配置和瞭解PPP CHAP身份驗證

下載選項

  • PDF     (471.6 KB)
    在多種裝置上使用 Adobe Reader 檢視
  • ePub     (139.3 KB)
    在 iPhone、iPad、Android、Sony Reader 或 Windows Phone 上的各種應用程式中檢視
  • Mobi (Kindle)     (291.5 KB)
    在 Kindle 裝置或多部裝置的 Kindle 應用程式上檢視
已更新: 2023 年 1 月 12 日
文件 ID:25647

無偏見用語

本產品的文件集力求使用無偏見用語。針對本文件集的目的,無偏見係定義為未根據年齡、身心障礙、性別、種族身分、民族身分、性別傾向、社會經濟地位及交織性表示歧視的用語。由於本產品軟體使用者介面中硬式編碼的語言、根據 RFP 文件使用的語言,或引用第三方產品的語言,因此本文件中可能會出現例外狀況。深入瞭解思科如何使用包容性用語。

關於此翻譯

思科已使用電腦和人工技術翻譯本文件,讓全世界的使用者能夠以自己的語言理解支援內容。請注意,即使是最佳機器翻譯,也不如專業譯者翻譯的內容準確。Cisco Systems, Inc. 對這些翻譯的準確度概不負責,並建議一律查看原始英文文件(提供連結)。

    簡介

    本檔案介紹質詢握手驗證通訊協定(CHAP)如何透過三次握手驗證對等點的身分。

    必要條件

    需求

    思科建議您瞭解以下主題:

    • 如何通過啟用介面上的PPP encapsulation ppp 指令。

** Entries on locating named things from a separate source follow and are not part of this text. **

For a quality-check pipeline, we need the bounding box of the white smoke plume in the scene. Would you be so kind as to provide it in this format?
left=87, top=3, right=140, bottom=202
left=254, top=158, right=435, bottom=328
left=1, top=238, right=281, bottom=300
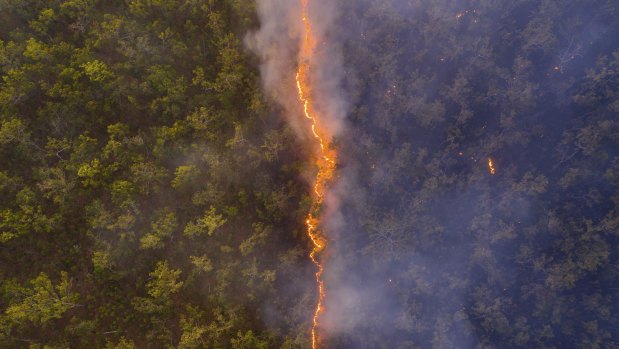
left=245, top=0, right=348, bottom=140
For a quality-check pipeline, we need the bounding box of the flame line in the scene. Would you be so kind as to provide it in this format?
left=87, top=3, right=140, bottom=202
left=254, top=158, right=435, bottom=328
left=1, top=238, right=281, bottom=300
left=296, top=0, right=336, bottom=349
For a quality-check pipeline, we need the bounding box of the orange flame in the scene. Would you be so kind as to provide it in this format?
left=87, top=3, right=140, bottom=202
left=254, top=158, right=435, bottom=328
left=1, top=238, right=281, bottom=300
left=296, top=0, right=336, bottom=349
left=488, top=158, right=496, bottom=175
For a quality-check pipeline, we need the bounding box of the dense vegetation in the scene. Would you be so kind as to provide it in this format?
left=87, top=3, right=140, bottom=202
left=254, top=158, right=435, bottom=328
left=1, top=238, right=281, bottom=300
left=0, top=0, right=314, bottom=348
left=327, top=0, right=619, bottom=349
left=0, top=0, right=619, bottom=349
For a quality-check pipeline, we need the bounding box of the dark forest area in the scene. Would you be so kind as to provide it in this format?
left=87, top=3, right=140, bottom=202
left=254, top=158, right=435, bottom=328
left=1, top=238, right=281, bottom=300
left=0, top=0, right=619, bottom=349
left=326, top=0, right=619, bottom=349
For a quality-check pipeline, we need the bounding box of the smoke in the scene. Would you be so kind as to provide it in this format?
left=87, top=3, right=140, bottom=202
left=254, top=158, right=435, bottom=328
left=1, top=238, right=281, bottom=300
left=247, top=0, right=619, bottom=348
left=245, top=0, right=348, bottom=142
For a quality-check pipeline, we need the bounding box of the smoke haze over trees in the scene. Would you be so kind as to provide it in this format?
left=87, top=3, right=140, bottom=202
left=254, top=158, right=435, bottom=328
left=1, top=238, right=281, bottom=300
left=0, top=0, right=619, bottom=349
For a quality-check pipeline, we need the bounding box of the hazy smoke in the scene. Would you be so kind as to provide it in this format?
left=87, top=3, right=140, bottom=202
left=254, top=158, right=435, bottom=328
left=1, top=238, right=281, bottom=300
left=245, top=0, right=348, bottom=139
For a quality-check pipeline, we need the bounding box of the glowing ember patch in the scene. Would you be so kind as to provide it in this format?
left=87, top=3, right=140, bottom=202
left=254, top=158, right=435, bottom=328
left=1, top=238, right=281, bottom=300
left=488, top=158, right=496, bottom=175
left=296, top=0, right=336, bottom=349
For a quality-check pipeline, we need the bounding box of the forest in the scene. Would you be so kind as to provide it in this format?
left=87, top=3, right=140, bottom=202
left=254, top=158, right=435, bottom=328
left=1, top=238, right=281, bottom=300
left=0, top=0, right=619, bottom=349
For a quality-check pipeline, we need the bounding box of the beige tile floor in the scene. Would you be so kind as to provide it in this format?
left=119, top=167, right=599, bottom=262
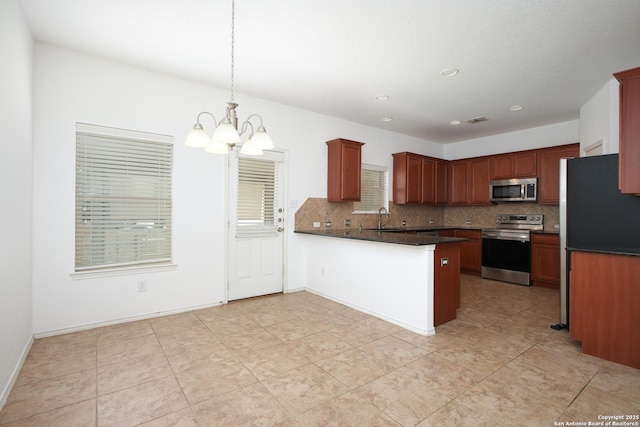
left=0, top=275, right=640, bottom=427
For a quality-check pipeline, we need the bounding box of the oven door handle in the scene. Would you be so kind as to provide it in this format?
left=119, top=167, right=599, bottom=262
left=482, top=231, right=531, bottom=243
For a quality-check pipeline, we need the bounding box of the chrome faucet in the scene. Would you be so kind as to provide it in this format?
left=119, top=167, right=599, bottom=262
left=378, top=206, right=389, bottom=230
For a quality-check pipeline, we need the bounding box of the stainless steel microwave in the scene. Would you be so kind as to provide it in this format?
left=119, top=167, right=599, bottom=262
left=489, top=178, right=538, bottom=202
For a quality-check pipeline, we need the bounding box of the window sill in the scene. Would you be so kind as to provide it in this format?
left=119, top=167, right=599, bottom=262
left=70, top=264, right=178, bottom=280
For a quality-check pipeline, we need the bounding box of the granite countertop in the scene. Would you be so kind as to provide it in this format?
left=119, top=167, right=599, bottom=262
left=294, top=227, right=468, bottom=246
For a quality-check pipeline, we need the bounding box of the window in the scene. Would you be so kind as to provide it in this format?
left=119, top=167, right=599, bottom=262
left=353, top=164, right=389, bottom=214
left=75, top=123, right=173, bottom=272
left=237, top=156, right=279, bottom=234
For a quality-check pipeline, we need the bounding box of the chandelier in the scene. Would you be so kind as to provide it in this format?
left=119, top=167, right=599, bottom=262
left=185, top=0, right=273, bottom=156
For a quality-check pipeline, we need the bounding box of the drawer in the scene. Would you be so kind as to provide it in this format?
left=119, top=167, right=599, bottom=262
left=456, top=229, right=482, bottom=239
left=531, top=233, right=560, bottom=246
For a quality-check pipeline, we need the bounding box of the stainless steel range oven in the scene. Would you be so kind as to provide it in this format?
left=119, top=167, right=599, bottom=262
left=481, top=214, right=544, bottom=286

    • debug ppp negotiation  命令輸出。如需詳細資訊,請參閱瞭解debug ppp negotiation輸出

    • 如何在鏈路控制協定(LCP)階段未處於開啟狀態時進行故障排除。這是因為在LCP階段完成並處於開啟狀態之前,PPP身份驗證階段不會開始。如果  debug ppp negotiation命令未指示LCP處於開啟狀態,您需要解決此問題才能繼續。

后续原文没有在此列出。